“The design set in the soul has more value in the long run than any plan cooked up by one’s ego or career sanctioned by one’s culture.” —Micheal Meade, Fate & Destiny: Two Agreements of the Soul
You are here for a reason. You’re not here at this time by mistake. There is something, even if it’s simply an essence, a character, a force, or a way of being that is meant to be expressed through you, and it is necessary to the world’s becoming as well as your own.
If you’re called to write, there is a deeper longing to exhale something of your soul into this world. This is your unique voice. You may not know specifically what that is, that’s what writing reveals.
You must connect to, honor, nurture and continually act upon that desire to exhale something, because it’s critical to who you are and why you’re here. That something is the gift you’re here to give at this critical time of great cultural and climatological change.
The world needs language and stories that offer transformation, possibility, and openings into deeper understanding and connection. Storyteller and mythologist, Sharon Blackie emphasizes this and says, “stories show us ways of reimagining ourselves.”
And as my own writing guide and mentor, Deena Metzger, writes,“we need languages and literatures that do no harm, that offer refuge, that honor and sustain interconnection, community, and the vitality of life and the survival of all beings, and their co-existence.” This kind of language and literature can only come from the individual and collective soul of life.
Being connected to the truth of this and what it means for you, is the source of your motivation to write and your ability to make doing it, and sharing it, a priority.

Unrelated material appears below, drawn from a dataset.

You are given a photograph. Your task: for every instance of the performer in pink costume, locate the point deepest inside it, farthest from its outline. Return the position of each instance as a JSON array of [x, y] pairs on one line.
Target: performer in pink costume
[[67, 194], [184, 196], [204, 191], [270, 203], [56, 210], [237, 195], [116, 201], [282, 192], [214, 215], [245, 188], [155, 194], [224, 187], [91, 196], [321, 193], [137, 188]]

Writers, especially new or unpublished writers, often have a hard time claiming the term “writer.” I’ve often heard the term, “so-called writer,” as a way to disparage not being published or not having a writing life that looks like something seen on TV, in the movies, or on the New York Times Best Selling Author list. There is no “right” way to be a writer. Go ahead, stop trying to be a “so-called” writer and go ahead and claim yourself as a soul-called writer, as someone who is called to express something meaningful, even if you don’t yet know what that is.
You’ll never fully know the long-term impacts and effects your writing will have in the world. You’ll never be intimate with that, but you can be intimate with your commitment to having followed your soul’s call to become, and to express and share your deepest self.
If you want to stay motivated and build a sustainable writing practice, you must create a loving, abiding relationship to your soul’s desire to exhale something into this world and nurture that desire over productivity, perfection, or outcome.